In the past, concurrent upload requests have proven an especially tricky topic. tusd does not support concurrent requests to the same upload resource, as parallel writes could trigger data loss. This rule is enforced through locks, which must be acquired before accessing or modifying an upload. While this solves the problem of concurrent access, it creates another one: when an ongoing upload is interrupted by network issues, the server might be unaware of this interruption. It could then assume that the upload is still continuing and thus hold on to the upload lock. The client, on the other hand, might realize this interruption and abandon the previous upload request to resume the upload. This resumption would fail, because the upload is still locked from the previous request until the connection times out. Depending on the setup, such a timeout can be lengthy, which is likely to cause annoyances for the end users.

As a solution, tusd v2 allows new requests to ask previous requests to the same upload resource to release their upload lock in a controlled and safe manner. This solves the problem of locked uploads during resumption, while also ensuring no data corruption. You can read more on the topic of upload locks in the corresponding documentation.

Support for the new IETF protocol

As we shared in previous blog posts, we are actively working with the HTTP working group of the Internet Engineering Taskforce (IETF) on a new standard for resumable file uploads. With an official standard, support for resumable uploads could be added directly on browsers, proxies, HTTP servers, and mobile platforms. While development is still ongoing and the document remains a draft for now, tusd already offers preliminary support for this new, experimental protocol. It serves as a playground in which you can explore and test out the standard while we are writing it. However, neither the specification nor its implementation are ready for production use yet. More details on the overall journey and the future of tus are available in our previous blog post.

If you want to give it a try, the experimental protocol can be enabled via the -enable-experimental-protocol flag:

$ tusd -enable-experimental-protocol

tusd will then accept traditional tus uploads, while simultaneously supporting uploads via the new protocol at the same endpoint. A list of compatible clients with corresponding examples is also available at github.com/tus/draft-example. If you have any feedback, feel free to reach out to us!

Further improvements

Besides an improved hook system and more resilience, tusd v2 also includes enhancements in the following areas:

Breaking changes

Unfortunately, this release also brings along a few breaking changes. Affected users are required to adjust their tusd installation, even though the necessary changes should be minimal.
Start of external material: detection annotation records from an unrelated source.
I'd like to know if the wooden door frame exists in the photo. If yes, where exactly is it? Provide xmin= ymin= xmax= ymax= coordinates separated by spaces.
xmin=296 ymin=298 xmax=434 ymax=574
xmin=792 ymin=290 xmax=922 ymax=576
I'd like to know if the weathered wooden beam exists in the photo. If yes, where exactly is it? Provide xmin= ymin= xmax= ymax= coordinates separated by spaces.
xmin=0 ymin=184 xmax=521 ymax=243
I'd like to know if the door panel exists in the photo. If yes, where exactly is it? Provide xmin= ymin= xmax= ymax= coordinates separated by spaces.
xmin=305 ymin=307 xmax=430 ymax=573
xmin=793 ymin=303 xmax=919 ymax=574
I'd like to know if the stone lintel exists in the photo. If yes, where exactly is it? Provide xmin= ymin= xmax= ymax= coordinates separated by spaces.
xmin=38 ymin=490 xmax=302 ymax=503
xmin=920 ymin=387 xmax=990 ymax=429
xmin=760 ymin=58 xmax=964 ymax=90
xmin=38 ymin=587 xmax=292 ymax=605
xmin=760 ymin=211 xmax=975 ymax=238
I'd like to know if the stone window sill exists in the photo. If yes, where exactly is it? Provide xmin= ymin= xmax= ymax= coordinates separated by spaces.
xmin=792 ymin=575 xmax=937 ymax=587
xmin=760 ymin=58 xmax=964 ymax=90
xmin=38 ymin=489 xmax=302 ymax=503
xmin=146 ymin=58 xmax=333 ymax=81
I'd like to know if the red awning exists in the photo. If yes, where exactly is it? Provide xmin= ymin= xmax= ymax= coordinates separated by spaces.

That being said, tusd v2 does not introduce a breaking change for its HTTP interface. All current tus clients can be used without modifications with tusd v2. Tusd can be seamlessly upgraded in production from v1 to v2, without changes to the clients.

Future development

With the v2 release out of the door, we are already thinking about the future development of tusd. Our next point of focus will be to add support for the expiration and checksum extensions to tusd, so that all extensions from the specification are implemented. With the expiration extension, tusd will be able to clean up unfinished and/or finished uploads after an expiration period, to ensure unused resources are available again. With the checksum extension, the server can verify the integrity of the uploaded file by comparing it to client-provided checksums and thereby detect any transmission errors. In addition to those two extensions, we also want to make vertical scaling of tusd easier. Right now, running a tusd cluster can be challenging and we want to explore multiple ideas on how to make this easier.

Thank you

Finally, we want to thank all contributors who dedicated their time and efforts towards this release. It would not be possible without you!